Mari
Cuando crucé la puerta de casa, el silencio me duró exactamente dos segundos.
—¿¡Pero se puede saber qué es esto!? —gritó Patri, saliendo de la cocina, agitando su móvil como si fuera una orden judicial—. ¿¡Por qué no me dijiste que el hombre del oso es tu superior!?
—¿Dónde estuviste? —preguntó Silvia, más serena, pero con esa ceja arqueada que usaba solo cuando estaba a punto de psicoanalizarme sin mi consentimiento—. ¿Y quién te transformó en una diosa?
—¡Sí, eso! —saltó Patri, señalándome de arriba abajo—. ¿Dónde hacen esos milagros, por favor?
Me quedé de pie en el umbral, aún con el abrigo de Patri puesto, como una adolescente que vuelve a casa con los tacones en la mano y el rímel corrido.
—¿Podemos... respirar primero? —murmuré, colgando el abrigo con la delicadeza de quien devuelve un tesoro.
—Claro. Respira. Que nosotras llevamos hiperventilando desde las seis —resopló Patri.
Me dejé caer en el sofá sin desmaquillarme. Silvia me ofreció una infusión que sabía a hierbas con juicio. La acepté como quien firma una tregua en mitad de una guerra civil doméstica.
—¿Dónde estabas? —repitió Silvia. Su tono no era acusatorio, pero venía afilado como un bisturí.
—En una misión —dije por fin, con la voz más baja de lo que esperaba.
—¿Una misión? ¿Con cena incluida y miraditas de tu superior? —saltó Patri, cruzándose de brazos como si le acabara de confesar una traición a la patria.
—No fue así —mentí. O medio mentí. O... la verdad, ni yo sé qué fue.
—¿Entonces qué fue? ¡Yo necesito respuestas, cariño! —dijo Patri, indignada y fascinada a partes iguales.
Silvia no decía nada. Me observaba con esa mezcla de comprensión y alerta que, sinceramente, daba más miedo que cualquier interrogatorio oficial.
—Fui al salón A.V. Por trabajo —solté, como si eso aclarara algo.

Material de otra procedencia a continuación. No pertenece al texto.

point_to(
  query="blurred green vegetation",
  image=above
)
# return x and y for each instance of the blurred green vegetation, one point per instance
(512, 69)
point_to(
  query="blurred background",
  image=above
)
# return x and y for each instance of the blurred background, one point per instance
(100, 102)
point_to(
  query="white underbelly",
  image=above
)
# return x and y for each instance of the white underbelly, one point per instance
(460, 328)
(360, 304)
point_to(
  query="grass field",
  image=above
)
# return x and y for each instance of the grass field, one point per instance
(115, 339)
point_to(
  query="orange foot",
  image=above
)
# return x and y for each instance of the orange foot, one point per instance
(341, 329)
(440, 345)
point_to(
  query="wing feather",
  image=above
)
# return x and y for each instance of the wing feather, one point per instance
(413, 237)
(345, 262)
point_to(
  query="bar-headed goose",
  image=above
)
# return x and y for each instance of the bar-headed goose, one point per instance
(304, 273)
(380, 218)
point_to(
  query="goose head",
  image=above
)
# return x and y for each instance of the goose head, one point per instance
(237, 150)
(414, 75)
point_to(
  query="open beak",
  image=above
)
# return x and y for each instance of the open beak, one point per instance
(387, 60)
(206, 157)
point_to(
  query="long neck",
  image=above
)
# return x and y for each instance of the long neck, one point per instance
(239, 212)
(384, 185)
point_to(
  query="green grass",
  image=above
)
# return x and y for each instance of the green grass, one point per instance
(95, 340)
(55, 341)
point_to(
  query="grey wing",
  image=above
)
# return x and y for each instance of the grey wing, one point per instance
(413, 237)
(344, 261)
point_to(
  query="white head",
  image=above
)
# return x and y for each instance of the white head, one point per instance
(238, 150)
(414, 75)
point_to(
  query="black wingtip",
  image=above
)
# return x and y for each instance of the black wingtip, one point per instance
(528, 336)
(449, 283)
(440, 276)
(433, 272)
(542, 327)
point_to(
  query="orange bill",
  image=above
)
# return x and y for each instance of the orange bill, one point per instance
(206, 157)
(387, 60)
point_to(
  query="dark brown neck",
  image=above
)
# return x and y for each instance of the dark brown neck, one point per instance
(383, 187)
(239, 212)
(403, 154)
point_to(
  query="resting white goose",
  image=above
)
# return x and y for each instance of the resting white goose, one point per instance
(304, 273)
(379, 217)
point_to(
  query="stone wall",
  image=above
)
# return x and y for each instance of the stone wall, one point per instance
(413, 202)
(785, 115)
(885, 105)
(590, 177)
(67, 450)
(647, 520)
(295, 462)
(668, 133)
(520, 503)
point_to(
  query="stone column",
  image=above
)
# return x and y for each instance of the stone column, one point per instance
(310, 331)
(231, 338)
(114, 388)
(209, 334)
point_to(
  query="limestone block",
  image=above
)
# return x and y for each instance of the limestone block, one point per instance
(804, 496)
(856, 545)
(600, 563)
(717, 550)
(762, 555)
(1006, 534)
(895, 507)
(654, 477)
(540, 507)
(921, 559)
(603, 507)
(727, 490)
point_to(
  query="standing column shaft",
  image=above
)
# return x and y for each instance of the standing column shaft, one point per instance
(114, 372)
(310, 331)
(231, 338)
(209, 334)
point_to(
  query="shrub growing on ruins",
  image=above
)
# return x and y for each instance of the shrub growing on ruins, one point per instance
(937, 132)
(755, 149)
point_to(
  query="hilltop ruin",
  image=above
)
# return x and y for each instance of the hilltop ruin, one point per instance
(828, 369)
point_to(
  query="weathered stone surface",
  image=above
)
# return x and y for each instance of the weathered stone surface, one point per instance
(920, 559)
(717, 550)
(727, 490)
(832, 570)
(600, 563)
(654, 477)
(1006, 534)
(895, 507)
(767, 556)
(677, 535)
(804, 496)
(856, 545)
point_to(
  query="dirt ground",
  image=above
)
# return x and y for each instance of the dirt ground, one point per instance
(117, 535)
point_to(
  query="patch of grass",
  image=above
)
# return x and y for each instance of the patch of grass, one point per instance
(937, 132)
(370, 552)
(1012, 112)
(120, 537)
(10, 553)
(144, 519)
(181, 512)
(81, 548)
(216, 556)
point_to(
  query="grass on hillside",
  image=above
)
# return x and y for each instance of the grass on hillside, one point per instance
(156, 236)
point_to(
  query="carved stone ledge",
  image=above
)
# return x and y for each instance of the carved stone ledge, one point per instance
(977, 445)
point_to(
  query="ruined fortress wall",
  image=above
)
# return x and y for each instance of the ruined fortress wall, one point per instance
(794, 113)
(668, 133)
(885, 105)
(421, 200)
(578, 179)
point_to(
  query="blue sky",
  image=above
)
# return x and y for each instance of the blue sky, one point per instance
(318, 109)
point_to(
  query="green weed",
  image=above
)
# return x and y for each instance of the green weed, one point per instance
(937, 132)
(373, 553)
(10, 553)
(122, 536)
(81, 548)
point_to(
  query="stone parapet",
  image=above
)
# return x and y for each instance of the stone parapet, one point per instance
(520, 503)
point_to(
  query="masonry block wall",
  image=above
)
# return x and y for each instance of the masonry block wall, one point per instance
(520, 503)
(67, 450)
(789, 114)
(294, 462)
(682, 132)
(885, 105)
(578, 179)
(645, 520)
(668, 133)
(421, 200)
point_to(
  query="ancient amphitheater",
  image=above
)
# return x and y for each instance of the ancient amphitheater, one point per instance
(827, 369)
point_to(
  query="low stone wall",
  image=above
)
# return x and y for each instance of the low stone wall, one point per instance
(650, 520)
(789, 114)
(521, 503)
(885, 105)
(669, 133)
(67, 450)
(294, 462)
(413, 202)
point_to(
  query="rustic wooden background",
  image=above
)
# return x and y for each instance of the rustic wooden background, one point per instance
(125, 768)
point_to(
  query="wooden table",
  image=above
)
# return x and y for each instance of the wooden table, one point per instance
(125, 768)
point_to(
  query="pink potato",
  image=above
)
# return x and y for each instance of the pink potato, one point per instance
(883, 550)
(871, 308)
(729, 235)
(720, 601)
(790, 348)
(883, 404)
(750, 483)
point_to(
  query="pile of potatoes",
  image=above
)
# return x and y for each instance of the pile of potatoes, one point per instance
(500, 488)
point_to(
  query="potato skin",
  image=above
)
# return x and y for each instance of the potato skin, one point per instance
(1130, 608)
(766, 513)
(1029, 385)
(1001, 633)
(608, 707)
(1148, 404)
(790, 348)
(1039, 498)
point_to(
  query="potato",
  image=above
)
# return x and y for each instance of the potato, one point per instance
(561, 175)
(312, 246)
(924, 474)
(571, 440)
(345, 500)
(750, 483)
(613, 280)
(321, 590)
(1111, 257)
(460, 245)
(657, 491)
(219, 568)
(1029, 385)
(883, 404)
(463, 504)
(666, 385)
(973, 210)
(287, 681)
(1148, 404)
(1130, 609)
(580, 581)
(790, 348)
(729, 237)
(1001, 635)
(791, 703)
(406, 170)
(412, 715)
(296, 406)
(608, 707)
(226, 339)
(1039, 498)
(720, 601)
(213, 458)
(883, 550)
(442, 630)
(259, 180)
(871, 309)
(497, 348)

—¿Por trabajo? ¿Desde cuándo mandan a policías a los salones más caros y exclusivos de la ciudad? —preguntó Patri, con la mandíbula suelta del asombro.
—¿Por eso me preguntabas lo del comportamiento de los ricos? —intervino Silvia.
—Sí —admití—. Ayer encontraron el cadáver del dueño del salón. Fui infiltrada para recoger información entre las clientas y personal. Solo escuchar.
—¿Y lo que tu jefe te trae hasta la puerta? ¿Eso también forma parte del informe? —preguntó Silvia, sin cambiar el tono.
Callé.
No porque no supiera qué responder. Sino porque, por primera vez en mucho tiempo, no tenía del todo claro qué había pasado en realidad.
—¿Te gusta? —soltó de pronto Patri, bajando la voz.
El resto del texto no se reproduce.